Sur les quinze implantations de la Communauté en France, quatre seulement lui appartiennent, toutes les autres étant sous le régime de commodats passés avec les diocèses ou les congrégations religieuses qui en sont propriétaire. Cette proportion d’un patrimoine immobilier limité à un tiers de ses implantations est le même dans le reste du monde. La Communauté ne dispose d’aucun revenu financier qui résulterait de placements mobiliers ou immobiliers.
Chaque implantation de la Communauté des Béatitudes exerce ses activités propres générant ses revenus propres, auquel s’ajoutent les participations des membres ayant leurs activités propres. Ces ressources nous permettent de vivre sobrement et dignement, assumant de manière responsable ce qui nous revient. Elles sont toutefois insuffisantes pour couvrir les frais de formation des jeunes vocations qui s’élèvent environ à 500 000 €/an, pour lesquels nous devons recourir à une collecte de fonds. Sur ce point encore, les allégations du documentaire relèvent du fantasme sans lien aucun avec la réalité.
Le documentaire vous reproche de « dissimuler » le travail des bénévoles qui vous accompagnent et cite dans ce registre le cas d’un couple qui aurait perdu 15.000 euros d’économies au bénéfice de la communauté. Qu’en est-il au juste?
Tous les membres de la communauté vivent de leur travail soit à l’extérieur de la communauté soit dans des missions à l’intérieur de la communauté et s’engagent à vivre dans un esprit de partage selon les modalités qu’ils choisissent. Le couple dont il est question avait librement pris un engagement de vie dans la Communauté. Personne n’a jamais été contraint de prendre un tel engagement. Ce couple a d’ailleurs été débouté de la plainte qu’il avait portée devant les tribunaux en 2008.
Le documentaire vous attribue différentes pratiques sectaires. Il est cautionné, en ce sens, par l’ancien président de la MIVILUDES. Que répondez-vous à ces accusations?
La Communauté ne conteste pas les dérives qui l’ont affectée (confusion dans la vie commune des états de vie, problème de gouvernance, fautes graves de certains de ses membres) entre 1985 et 2005, avec toutes les souffrances provoquées chez de trop nombreuses personnes. Dans un communiqué de presse publié en novembre 2011, elle a reconnu publiquement ces dérives et depuis 2010, sous la conduite du Saint-Siège qui a nommé auprès d’elle un Commissaire pontifical, elle a résolument entrepris de les redresser par un profond travail de vérité et de réforme. Cette étape s’est achevée en novembre 2015 avec l’Assemblée Générale de la Communauté qui s’est tenue dans un climat pacifié et a élu un gouvernement propre pour 4 ans. Ceci sous la bienveillance du Saint-Siège qui continue de l’accompagner au travers d’un assistant apostolique et encourage à travers elle une nouvelle forme de vie consacrée dans l’Eglise du type « Famille ecclésiale ».

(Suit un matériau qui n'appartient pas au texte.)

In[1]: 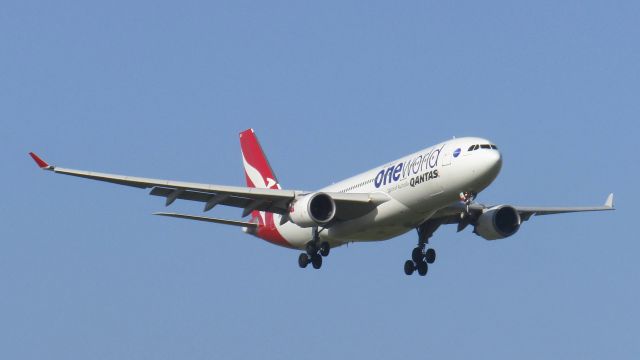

L’ancien président de la MIVILUDES, dont la seule visite à la Communauté date de 2009, parlait alors d’une nécessaire « vigilance » envers la Communauté, sans employer les mots de « dérives sectaires » ou d’«emprise mentale», pourtant courant dans la rhétorique de la MIVILUDES. En 2012, il n’a pas accepté de recevoir le Commissaire pontifical, qui avait demandé à le rencontrer pour lui exposer le travail de réforme en cours dans la Communauté sous la conduite du Saint-Siège.